On his twitter feed one Conor Friedersdorf made a comment about how beer unites people across the ideological spectrum. I raised my eyebrows at this, because I know that a substantial number of Southern white Protestants do not drink alcohol. With a name like Friedersdorf I suspect that Conor probably didn't consider this because of the normative nature of beer consumption in his social circles. I've always meant to look into the differences in alcohol consumption by demographic because I'm sure you've seen all the medical "studies" which claim that drinking in moderation has benefits toward your health. The main concern I have is that a lot of these seem to be correlational studies (though not all), and there are also often conflicts of interest with the funding (the alcoholic beverage industry is naturally happy to front the cash to pursue research so as to make the correlation firmer in the public mind).
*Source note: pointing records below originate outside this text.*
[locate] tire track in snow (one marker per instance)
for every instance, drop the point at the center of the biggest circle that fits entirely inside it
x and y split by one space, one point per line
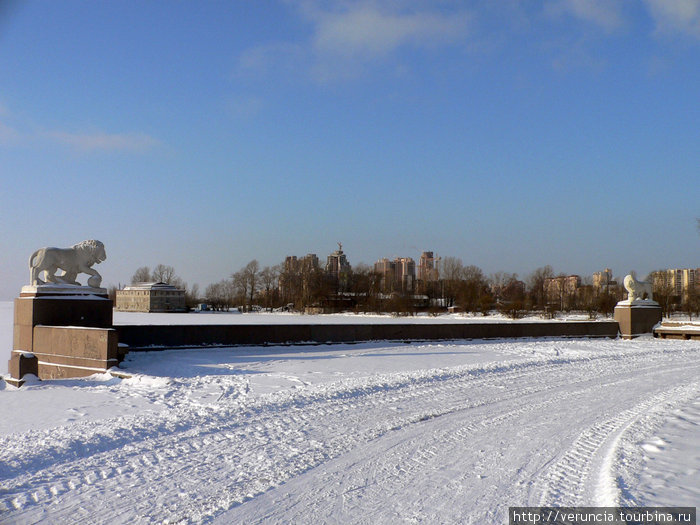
250 452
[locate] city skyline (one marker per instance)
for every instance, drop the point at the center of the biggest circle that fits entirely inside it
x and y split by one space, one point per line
512 135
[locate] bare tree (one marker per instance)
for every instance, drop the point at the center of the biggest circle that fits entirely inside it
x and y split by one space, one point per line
268 281
251 272
451 274
536 282
472 288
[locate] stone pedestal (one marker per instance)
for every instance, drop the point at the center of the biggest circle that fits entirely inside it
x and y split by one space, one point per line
637 317
67 328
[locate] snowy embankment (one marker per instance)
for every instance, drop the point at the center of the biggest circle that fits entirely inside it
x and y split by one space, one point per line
372 433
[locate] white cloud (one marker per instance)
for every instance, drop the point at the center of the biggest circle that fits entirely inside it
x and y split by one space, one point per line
126 142
347 37
8 134
674 16
605 14
369 32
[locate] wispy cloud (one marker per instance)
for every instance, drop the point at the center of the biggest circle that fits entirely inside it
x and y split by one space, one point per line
605 14
8 135
369 32
346 38
676 16
106 142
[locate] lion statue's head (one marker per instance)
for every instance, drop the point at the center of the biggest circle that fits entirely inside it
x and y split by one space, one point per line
92 250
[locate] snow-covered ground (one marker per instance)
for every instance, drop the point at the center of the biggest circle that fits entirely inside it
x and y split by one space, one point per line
367 433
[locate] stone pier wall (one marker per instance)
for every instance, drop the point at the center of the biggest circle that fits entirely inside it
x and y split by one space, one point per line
170 336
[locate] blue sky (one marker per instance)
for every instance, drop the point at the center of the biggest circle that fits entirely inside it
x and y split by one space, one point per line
511 134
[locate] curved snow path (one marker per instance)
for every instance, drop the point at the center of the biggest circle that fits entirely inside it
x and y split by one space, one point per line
458 444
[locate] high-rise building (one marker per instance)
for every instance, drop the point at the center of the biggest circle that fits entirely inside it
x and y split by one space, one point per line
603 279
338 267
387 270
677 282
405 276
397 275
428 267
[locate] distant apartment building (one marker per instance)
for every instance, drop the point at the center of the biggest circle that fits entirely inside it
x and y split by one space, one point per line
677 282
297 271
308 262
338 267
405 273
398 275
150 297
603 279
561 290
428 270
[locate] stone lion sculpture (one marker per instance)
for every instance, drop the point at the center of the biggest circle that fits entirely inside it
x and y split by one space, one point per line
636 289
74 260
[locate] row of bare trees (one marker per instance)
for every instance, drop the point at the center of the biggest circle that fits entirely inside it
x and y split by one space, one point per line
464 287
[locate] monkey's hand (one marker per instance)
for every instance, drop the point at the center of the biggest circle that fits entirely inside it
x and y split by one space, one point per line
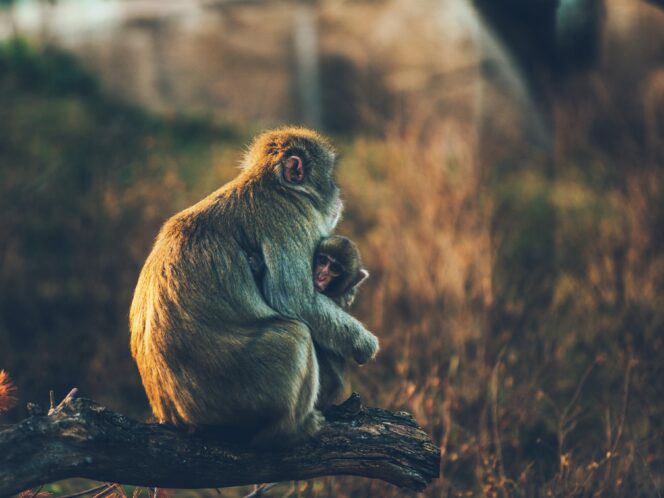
365 347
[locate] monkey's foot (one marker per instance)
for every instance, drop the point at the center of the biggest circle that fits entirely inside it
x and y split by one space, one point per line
349 409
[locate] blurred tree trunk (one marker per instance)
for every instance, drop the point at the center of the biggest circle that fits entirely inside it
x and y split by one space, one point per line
305 44
547 40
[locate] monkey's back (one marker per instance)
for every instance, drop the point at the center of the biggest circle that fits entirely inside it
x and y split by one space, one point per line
191 317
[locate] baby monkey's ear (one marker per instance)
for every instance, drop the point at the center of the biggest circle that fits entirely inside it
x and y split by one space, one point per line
362 275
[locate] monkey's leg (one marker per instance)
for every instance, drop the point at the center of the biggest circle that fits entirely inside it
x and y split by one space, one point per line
294 403
332 370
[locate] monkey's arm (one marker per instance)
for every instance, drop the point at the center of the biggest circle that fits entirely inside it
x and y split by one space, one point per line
288 288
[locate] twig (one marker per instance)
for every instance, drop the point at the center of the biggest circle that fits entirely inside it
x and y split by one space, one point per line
261 490
86 491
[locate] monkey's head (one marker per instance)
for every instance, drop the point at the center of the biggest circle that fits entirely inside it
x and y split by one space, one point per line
298 163
338 266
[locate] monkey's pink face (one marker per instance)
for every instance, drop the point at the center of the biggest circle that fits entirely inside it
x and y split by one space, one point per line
325 271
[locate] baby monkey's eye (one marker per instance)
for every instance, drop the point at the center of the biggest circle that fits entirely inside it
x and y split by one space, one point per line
336 268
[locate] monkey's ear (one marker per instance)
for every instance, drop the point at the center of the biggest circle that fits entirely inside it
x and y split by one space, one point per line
362 275
294 170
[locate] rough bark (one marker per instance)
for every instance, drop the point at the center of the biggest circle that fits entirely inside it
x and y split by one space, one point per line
80 438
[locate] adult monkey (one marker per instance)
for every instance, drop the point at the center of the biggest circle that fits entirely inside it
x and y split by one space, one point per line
211 347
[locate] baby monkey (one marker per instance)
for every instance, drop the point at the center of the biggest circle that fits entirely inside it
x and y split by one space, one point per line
338 270
337 273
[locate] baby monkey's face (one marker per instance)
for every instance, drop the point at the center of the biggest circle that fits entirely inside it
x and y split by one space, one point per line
325 271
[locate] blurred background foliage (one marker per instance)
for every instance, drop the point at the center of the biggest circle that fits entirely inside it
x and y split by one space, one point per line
502 171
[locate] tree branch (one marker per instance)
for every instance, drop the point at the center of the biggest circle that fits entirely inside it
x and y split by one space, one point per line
80 438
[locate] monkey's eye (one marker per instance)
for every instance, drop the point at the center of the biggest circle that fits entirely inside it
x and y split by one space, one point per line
336 269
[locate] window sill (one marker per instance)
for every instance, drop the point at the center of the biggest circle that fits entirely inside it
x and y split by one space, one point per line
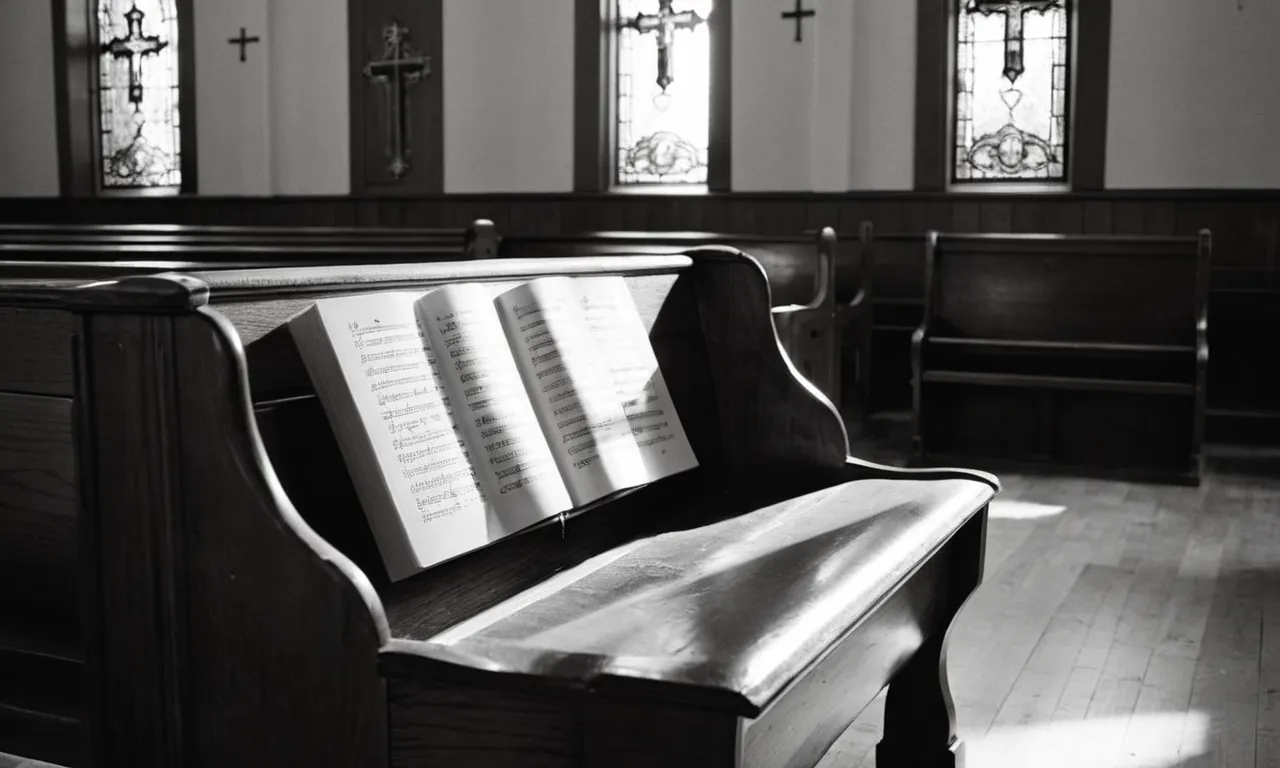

Now, I have nothing against alcohol personally, I like dark beers and white wines. But I'm a little skeptical when people promote health benefits of a class of product with which a non-trivial minority of the population have substance abuse issues. To sate my curiosity, I decided to look at the GSS. So you can replicate, here are my variables: Row: Drink Column: Year Race Sex Region God(r:1-3"Non-theist";4-5"Believe, But Doubts";6"Know God Exists") Relig Polviews Degree Wordsum Some of the variables are obvious, but in regards to the somewhat garbled gibberishy looking section I "recoded" it so as to combine classes with very small N's and such. Since you have the variable names you can follow up and see what I did if you're curious. Here are some results.... Not too much change over the years.
Now, some demographic variables of interest. Not too surprising. I knew that blacks were more likely to be teetotalers, and expected that women would be as well. Note the big difference by religion.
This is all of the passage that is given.